JazzReview: That’s a wonderful opportunity for artists deserving wider recognition.
Patti Wicks: Oh yes it is, and it’s still going on. They contacted me a few months before I signed with MAXJAZZ to see if I had any original material that I might like to send them for their new Jazz South Internet radio show.
JazzReview: Is your experience with Jazz South how you received national exposure on NPR’s "Jazz Riffs?"
Patti Wicks: Oh no, that’s a completely different story [laughs]. Mort Fega wanted to help me with the first CD in getting people to hear it. He suggested some jazz stations to write to, like Nick Martin with KPLU in Seattle and Chuck Niles in Los Angeles [KJAZ, formerly KLON].

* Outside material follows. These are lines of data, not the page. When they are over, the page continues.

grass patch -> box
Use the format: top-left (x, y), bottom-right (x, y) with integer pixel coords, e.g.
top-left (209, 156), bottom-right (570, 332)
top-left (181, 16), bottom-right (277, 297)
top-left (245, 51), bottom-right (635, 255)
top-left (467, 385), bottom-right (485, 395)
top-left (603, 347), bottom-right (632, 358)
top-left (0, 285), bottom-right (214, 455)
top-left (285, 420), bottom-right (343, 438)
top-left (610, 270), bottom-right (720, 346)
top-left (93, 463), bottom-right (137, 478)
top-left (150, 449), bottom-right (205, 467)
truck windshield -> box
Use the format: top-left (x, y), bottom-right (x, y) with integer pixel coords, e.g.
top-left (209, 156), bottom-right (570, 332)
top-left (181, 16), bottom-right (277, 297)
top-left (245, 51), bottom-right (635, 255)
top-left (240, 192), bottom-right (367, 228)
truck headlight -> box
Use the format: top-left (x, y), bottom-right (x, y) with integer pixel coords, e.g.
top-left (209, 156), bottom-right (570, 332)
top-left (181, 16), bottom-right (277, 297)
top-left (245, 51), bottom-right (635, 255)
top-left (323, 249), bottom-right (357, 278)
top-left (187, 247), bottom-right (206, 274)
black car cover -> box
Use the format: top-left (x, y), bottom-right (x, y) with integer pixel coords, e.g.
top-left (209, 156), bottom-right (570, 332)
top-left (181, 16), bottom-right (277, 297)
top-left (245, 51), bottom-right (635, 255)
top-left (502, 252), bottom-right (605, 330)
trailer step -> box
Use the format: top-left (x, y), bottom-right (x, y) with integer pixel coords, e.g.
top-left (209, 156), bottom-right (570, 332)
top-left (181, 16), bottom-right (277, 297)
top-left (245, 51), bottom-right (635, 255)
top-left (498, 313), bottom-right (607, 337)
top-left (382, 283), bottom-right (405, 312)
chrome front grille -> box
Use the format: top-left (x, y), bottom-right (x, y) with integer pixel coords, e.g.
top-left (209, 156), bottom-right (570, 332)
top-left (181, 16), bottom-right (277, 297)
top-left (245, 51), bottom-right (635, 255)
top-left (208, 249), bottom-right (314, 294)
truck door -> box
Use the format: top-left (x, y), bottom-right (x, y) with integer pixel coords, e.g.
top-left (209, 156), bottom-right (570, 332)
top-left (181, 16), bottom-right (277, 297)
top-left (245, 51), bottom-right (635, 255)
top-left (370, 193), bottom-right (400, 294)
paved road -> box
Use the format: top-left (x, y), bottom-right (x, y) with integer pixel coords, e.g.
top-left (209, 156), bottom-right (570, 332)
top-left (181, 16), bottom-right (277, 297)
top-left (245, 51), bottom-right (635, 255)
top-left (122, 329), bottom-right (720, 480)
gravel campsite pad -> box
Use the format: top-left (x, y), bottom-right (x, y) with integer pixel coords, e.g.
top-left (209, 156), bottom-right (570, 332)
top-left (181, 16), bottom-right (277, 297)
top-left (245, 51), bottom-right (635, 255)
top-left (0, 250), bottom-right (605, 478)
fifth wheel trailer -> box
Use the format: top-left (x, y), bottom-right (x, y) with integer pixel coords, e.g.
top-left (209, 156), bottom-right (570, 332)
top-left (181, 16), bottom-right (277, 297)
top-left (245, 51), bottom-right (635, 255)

There is a young man, Nich Anderson, who belongs to Songbirds. He’s a teacher and loves the songs of the Great American Songbook. A colleague of his had heard my CD on KPLU and had told him about it. He tried to find out where to buy it, but of course he couldn’t buy it in the stores or online. He was a real Internet cowboy and researched and researched until he found Don Payne’s address and 800 number. He called Don at home and ordered the CD. He listened to it, loved it, and then posted something about it on Songbirds. He sent a copy to his friend in Buffalo who also posted something about it. Now Rebecca Parris’ daughter, Marla, is also a member of Songbirds and a good friend of mine. She forwarded [the young man’s comments] in an email saying, "Look what people are posting about your CD." I wrote a thank you to Nich and he suggested that I join Songbirds.
JazzReview: What is Songbirds?
Patti Wicks: It is an Internet discussion group on Yahoo. The young man who started, David Torresen, is from Washington D.C. He loves the music of Peggy Lee and female singers of classic jazz and pop. That’s how his discussion group got started. He was looking for other people who shared his love of songs from the Great American Songbook and the women who recorded them. He is very knowledgeable. He has been on the Internet for about 5 years now. He started out with just a few people, but it’s grown to about 600 members, among them people like Joel E. Siegel, Sir Richard Rodney Bennett, Pinky Winters, Lew Spence and Carol Sloane. It’s wonderful.
JazzReview: Are the members all performers and people in the industry?
Patti Wicks: Oh no, there are people from all walks of life. There are people on there who have regular day jobs, but are enthralled with the music from this period. They talk about this song and that song, what song was introduced on this show, what song was substituted with a second set of lyrics, who sang it, how many recordings were made of it, where the reissue is, is it a Japanese import, can you still get it. . . blah, blah, blah. It’s incredible.
JazzReview: You must have made a lot of contacts joining the Songbirds group.
Oh yes. Mort Fega had a killer jazz radio show out of New York during the time of Symphony Sid. If you own the Miles Carnegie Hall collection with My Funny Valentine on it, Mort Fega was the one who introduced the entities. Mort was friends with Lenny Bruce and he knew all the jazz people. And what a great writer! He’s retired now and lives down here. He produced Carmen McRae’s album Bittersweet on his Focus label. He heard my first CD through a friend of his and he called me and said, "I love your music," and we got to be friends. He knows where I live musically. Mort was responsible for some of the tunes I’ve done on my new CD. Would You Believe? and On Second Thought were some of them. David Torresen [Songbirds originator] gave me An Empty Glass.